Who are we meeting?.

Look for a blue van, Carroll says. A blue van?

There, he says. Sure enough, a blue van is double-parked at the corner, and beside it stands our driver and escort for the night, a deep-chested, gentle-voiced man named Bo Taylor. I climb into the backseat. Carroll rides shotgun.

Along the way Taylor tells me that he and Carroll do this often. They make late-night journeys through the dicey precincts of Los Angeles. Alone, unarmed, they cruise the desolate, impoverished, crime-ridden streets, meeting as many people (mostly young men) as possible. The mission: Let them know that someone busy, someone famous, someone well known for winning, is thinking about them, rooting for them. The young men have hard stories, grim stories, about their everyday lives, and at the very least Carroll's visit gives them a different story to tell tomorrow. Carroll says: "Somebody they would never think would come to them and care about them and worry about them--did. I think it gives them hope."

Few fans of USC, Carroll concedes, know that he spends his nights this way. He's not sure he wants them to know. He's not sure he wants anyone to know. I ask what his wife of 31 years, Glena, thinks of these excursions. He doesn't answer. (Days later Glenatells me with a laugh that she doesn't worry about Carroll driving around L.A., but she drew the line when he mentioned visiting Baghdad.)

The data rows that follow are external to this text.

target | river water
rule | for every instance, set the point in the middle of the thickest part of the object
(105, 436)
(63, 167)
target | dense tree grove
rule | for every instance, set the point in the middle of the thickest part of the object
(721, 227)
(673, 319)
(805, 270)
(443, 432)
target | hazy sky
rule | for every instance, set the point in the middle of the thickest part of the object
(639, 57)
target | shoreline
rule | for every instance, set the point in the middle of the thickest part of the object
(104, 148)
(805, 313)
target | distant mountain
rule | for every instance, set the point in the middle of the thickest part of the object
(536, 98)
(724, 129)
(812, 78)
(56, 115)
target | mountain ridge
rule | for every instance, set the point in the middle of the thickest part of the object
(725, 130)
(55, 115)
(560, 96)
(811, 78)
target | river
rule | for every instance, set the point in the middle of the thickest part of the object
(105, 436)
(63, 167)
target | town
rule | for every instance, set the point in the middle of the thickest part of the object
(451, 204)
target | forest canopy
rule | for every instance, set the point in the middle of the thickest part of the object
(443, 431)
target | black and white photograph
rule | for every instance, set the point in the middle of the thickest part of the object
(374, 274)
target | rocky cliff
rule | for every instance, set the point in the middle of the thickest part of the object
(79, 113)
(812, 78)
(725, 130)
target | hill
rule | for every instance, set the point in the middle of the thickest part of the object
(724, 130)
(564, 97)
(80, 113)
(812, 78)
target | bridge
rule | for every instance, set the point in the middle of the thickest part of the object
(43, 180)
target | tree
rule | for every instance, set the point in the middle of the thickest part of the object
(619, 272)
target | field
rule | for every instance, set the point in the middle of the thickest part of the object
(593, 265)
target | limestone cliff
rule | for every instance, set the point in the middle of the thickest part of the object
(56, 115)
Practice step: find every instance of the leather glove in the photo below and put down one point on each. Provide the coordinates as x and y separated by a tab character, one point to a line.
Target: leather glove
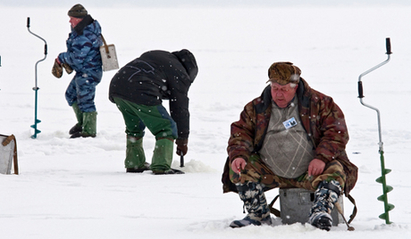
57	70
67	68
182	146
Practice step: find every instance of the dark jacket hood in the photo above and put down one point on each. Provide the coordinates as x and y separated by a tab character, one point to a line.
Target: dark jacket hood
189	62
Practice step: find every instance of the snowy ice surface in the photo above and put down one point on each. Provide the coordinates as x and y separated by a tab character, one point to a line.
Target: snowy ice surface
79	189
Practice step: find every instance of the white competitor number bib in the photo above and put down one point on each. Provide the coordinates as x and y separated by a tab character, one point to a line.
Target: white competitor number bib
290	123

We start in east South-Central, a block without streetlights, without stores. Broken glass in the gutters. Fog and gloom in the air. We hop out and approach a group of young men bunched on the sidewalk. Glassy-eyed, they're either drunk, stoned, or else just dangerously bored. They recognize Carroll right away. Several look around for news trucks and politicians, and they can't hide their shock when they realize that Carroll is here, relatively speaking, alone.

Carroll shakes hands, asks how everyone's doing. He marches up and down the sidewalk, the same way he marches up and down a sideline--exhorting, pumping his fist. At first the young men are nervous, starstruck, shy. Gradually they relax. They talk about football, of course, but also about the police, about how difficult it is to find a job. They talk about their lives, and their heads snap back when Carroll listens.

A car pulis up. Someone's mother, back from the store. She freezes when she sees who's outside her house. Carroll waves, then helps her with the groceries. He makes several trips, multiple bags in each hand, and the woman yelps with laughter. No, this can't be. This is too much. Pete Carroll? Coach of the roughest, toughest, slickest college football team in the nation, schlepping eggs and soda from her car to her kitchen?

Next we drive to the Jordan Downs housing projects, one of the most dangerous places in L.A. We find a craps game raging between the main buildings. Forty young men huddle in the dark, a different sort of huddle from the ones Carroll typically supervises. They are smoking, cursing, shoving, intent on the game, but most fall silent and come to attention as they realize who's behind them. Pete Carroll, someone whispers. Pete Carroll? The most famous sports figure in the city, excluding Kobe Bryant? (Maybe including Bryant.) Pete Carroll, mentor to Carson Palmer, Matt Leinart, Reggie Bush, LenDale White--here? A sweet-faced teen named Jerome steps away from the game. He stares at Carroll, shakes his head as if to clear it. He says the same thing over and over. Pete Carroll in the ghetto. Man, this is crazy. Pete Carroll--in the ghetto! Crazy.

Some time after midnight Carroll and Taylor head for the van. Time to get back to Heritage Hall, where Carroll will catch a few hours of sleep on his office floor before his assistant coaches start showing up. A young man stops Carroll, takes the coach aside and becomes emotional while explaining how much this visit has meant to him. He gives Carroll a bracelet, something he made, a symbol of brotherhood and solidarity. Carroll accepts the bracelet as if it were a Rolex. He'll wear it for days, often pushing back his sleeve to admire and play with it. He gives several young men his cell phone number--something he's never offered me--and tells them to call if they ever need to talk. One, an ex-con, will call early the next morning and confide in Carroll about his struggles feeding his family. Carroll will vow to help find him a job. (So far, Taylor says, Carroll has found part-time jobs for 40 young men.)